Eight experiments, I_2D/3D/P, R1_2D/3D/P, and R2_2D/3D, are performed. I_2D/3D/P are the idealized experiments using the WRF-simulated radar images as the input into the nowcasting system, and R1_2D/3D/P and R2_2D/3D use the real PAWR data. I_2D/3D/P and R1_2D/3D/P are experiments for Case2013, whereas R2_2D/3D are for Case2014. I_P and R1_P represent persistence forecasts. In I_3D, the matching box size b x × b y × b z = 10 × 10 × 10 corresponds to 1 km × 1 km × 1 km, whereas in R1_3D and R2_3D, 40 × 40 × 10 corresponds to 4 km × 4 km × 1 km. In the 2D cases, b z = 1. Motion vectors are extrapolated near the lateral and upper/lower boundaries of the computational domains with a linear tapering because motion vectors are not available there. This does not have much of an effect on the results because we focus on the interior of the domains. In R1_2D/3D and R2_2D/3D, a larger matching box size than that in I_2D/3D is chosen to reduce the effects of small-scale noise. The maximum search distance corresponds to a feature velocity of 16.7 m s−1 in each direction. This value is manually optimized for the lower troposphere, but might be too small in the upper troposphere. The parameter sensitivity is beyond the scope of this paper.

5. Results

This study evaluates the nowcasting accuracy mainly at z = 2 km, following the operational radar-based precipitation products from the Japan Meteorological Agency.

a. Idealized experiment

First, the horizontal motion vectors at 0430:00 UTC computed by TREC/COTREC are compared with the WRF-simulated horizontal winds (Fig. 3). Although apparent motions of rain distributions do not necessarily agree with the actual winds, the horizontal motion vectors are generally consistent with the WRF winds; eastward motions are dominant within the validation domain. The southward winds around x = 54–55 km, y = 23–25 km in the WRF simulation are more consistent with the motions in I_3D than those in I_2D. In addition, I_2D produces northeastward motions around (x, y) = (58 km, 24 km), different from both the WRF-simulated winds and TREC/COTREC motions in I_3D. On the other hand, northeastward winds around y = 21 km in the WRF simulation are inconsistent with the motion vectors in I_2D/3D. Comparing the TREC and COTREC motions, the nondivergent constraint successfully ensures continuous motion vectors, although COTREC tends to increase the southward motions in this validation domain.

Fig. 3.

Fig. 3.

Fig. 3.

(a) The WRF-simulated horizontal winds at z = 2 km, the COTREC motion vectors at z = 2 km in (b) I_3D and (c) I_2D, and the TREC motion vectors at z = 2 km in (d) I_3D and (e) I_2D. The plots are valid at 0430:00 UTC. Color shading represents the rain rate at z = 2 km.

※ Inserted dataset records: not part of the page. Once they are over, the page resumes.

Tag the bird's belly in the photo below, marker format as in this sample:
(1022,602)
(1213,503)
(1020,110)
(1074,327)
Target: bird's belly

Citation: Weather and Forecasting 31, 1; 10.1175/WAF-D-15-0063.1

Figure 4 shows nowcasting initiated at 0430:00 UTC. In the WRF simulation, a local maximum of rain rate at (x, y) = (55.6 km, 22.9 km) at t = 0 s moves to (56.9 km, 23.3 km) at t = 120 s and intensifies from 94.6 to 126.6 mm h−1. The rain rate further intensifies at t = 240 s. I_3D captures the intensification; the local maximum lies at (56.9 km, 22.6 km) at t = 120 s, which is somewhat to the south of the true position, and the rain rate becomes 108.2 mm h−1. Because we simply advect the rain rate, only the vertical advection can explain the intensification at z = 2 km. In fact, I_2D does not show the intensification; the forecasted peak lies similarly at I_3D, but its intensity decreases in time as a result of numerical diffusion.

Fig. 4.

Fig. 4.

Fig. 4.

Horizontal maps of rain rate at z = 2 km for (top) the WRF simulation, (middle) I_3D, and (bottom) I_2D. Advection starts at 0430:00 UTC and lead times are (left) 0, (center) 120, and (right) 240 s. Vertical cross sections along the white dashed lines are shown in Fig. 5.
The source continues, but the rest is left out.